Because the largest organ in the body is the skin, which contains millions of receptors whose sole function is to send messages to the brain, it naturally follows that a simple touch can quickly reduce the heart rate, lower blood pressure levels, and reduce emotional stress.

Contribution by Janet Mentgen

Janet Mentgen, a nurse, developed the Healing Touch as a complement to traditional medicine in 1989. Mentgen knew that touch could be used as a way to help the body's natural curing processes by rebalancing and redirecting the energy fields created by the receptors in a person's skin.
During this session, practitioners gently put their hands above or on a patient's fully clothed body.

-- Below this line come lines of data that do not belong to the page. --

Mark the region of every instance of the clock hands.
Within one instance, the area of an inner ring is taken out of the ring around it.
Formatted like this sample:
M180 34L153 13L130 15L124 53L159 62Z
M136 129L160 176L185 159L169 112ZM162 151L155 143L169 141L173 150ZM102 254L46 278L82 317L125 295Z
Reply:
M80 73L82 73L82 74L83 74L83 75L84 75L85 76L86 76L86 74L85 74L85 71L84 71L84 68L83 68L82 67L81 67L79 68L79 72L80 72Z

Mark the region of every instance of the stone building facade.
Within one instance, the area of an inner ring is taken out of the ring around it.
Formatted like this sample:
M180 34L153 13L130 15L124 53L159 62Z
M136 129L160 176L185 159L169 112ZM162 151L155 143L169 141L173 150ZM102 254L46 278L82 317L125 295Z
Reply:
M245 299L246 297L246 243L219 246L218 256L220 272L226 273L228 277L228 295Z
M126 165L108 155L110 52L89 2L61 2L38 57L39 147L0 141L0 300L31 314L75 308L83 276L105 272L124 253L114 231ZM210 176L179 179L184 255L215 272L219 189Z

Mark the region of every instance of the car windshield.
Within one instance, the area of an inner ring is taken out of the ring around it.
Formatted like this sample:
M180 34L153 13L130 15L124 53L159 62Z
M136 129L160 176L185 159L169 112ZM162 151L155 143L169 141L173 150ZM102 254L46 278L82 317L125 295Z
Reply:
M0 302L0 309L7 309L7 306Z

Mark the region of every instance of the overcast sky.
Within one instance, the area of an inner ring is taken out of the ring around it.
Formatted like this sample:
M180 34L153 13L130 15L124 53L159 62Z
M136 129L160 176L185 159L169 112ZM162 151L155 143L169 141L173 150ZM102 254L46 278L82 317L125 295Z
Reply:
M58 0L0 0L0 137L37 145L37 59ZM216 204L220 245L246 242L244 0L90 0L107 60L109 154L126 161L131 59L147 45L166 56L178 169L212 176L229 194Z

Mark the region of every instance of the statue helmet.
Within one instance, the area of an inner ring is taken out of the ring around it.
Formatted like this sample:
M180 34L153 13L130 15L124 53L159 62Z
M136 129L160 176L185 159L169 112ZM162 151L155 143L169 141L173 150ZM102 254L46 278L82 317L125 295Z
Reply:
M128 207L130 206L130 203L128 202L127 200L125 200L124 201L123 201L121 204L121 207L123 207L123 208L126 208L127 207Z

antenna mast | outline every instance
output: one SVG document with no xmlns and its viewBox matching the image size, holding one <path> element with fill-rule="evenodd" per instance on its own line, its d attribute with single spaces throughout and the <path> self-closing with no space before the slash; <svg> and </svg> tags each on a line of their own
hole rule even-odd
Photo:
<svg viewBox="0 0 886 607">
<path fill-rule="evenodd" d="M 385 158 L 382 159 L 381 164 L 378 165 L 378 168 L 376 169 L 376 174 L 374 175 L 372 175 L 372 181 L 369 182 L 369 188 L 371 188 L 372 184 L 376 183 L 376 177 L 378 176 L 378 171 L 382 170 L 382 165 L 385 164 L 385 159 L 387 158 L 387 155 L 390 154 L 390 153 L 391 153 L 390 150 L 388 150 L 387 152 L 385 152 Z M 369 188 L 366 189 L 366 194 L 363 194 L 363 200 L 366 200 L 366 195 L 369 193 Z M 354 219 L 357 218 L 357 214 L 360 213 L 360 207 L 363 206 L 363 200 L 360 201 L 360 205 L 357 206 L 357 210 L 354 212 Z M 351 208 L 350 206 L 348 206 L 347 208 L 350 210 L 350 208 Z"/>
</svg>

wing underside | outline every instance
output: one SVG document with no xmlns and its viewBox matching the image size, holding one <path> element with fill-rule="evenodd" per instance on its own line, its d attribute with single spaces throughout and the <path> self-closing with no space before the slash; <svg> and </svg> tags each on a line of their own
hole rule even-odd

About 30,000 nurses in the United States use this technique to reduce anxiety or tension in medical settings. The techniques are also used to enhance the treating of wounds, relax patients, and reduce post-surgical pain, and the need for pain medication.

Contribution by Linda Smith

Linda Smith took this concept and used it as the basis for founding the Healing Touch Spiritual Ministry in the 1990s, with the purpose of reconnecting the practice to the commandments of Jesus for followers to go forth and heal people.
According to Smith, these practitioners are instruments of God, delivering the energy of the divine to address the physical, mental, emotional, and spiritual aspects of a person's being.
The word "heal" is based on an Old English word that means "to make whole." So it naturally follows that it is a process of restoring balance to the mind, soul, and body of a sick person. Even if the underlying illness isn't cured, this process can have great power in helping to alleviate symptoms.
The practice of hands-on healing is growing in churches around the world, including Catholic, Episcopal, Lutheran, and Congregational churches. The work is done by clergymen, parish nurses, hospice volunteers, chaplains, and prayer teams specifically created to offer the Healing Touch ministry.
The ministry helps to reassure people that no matter what happens during the course of their illness or disease, they are loved and cared for, and God is taking care of them. The sense of grace and blessing that it brings to troubled people offers a deep relaxation and sense of peace that nothing else in the world can bring.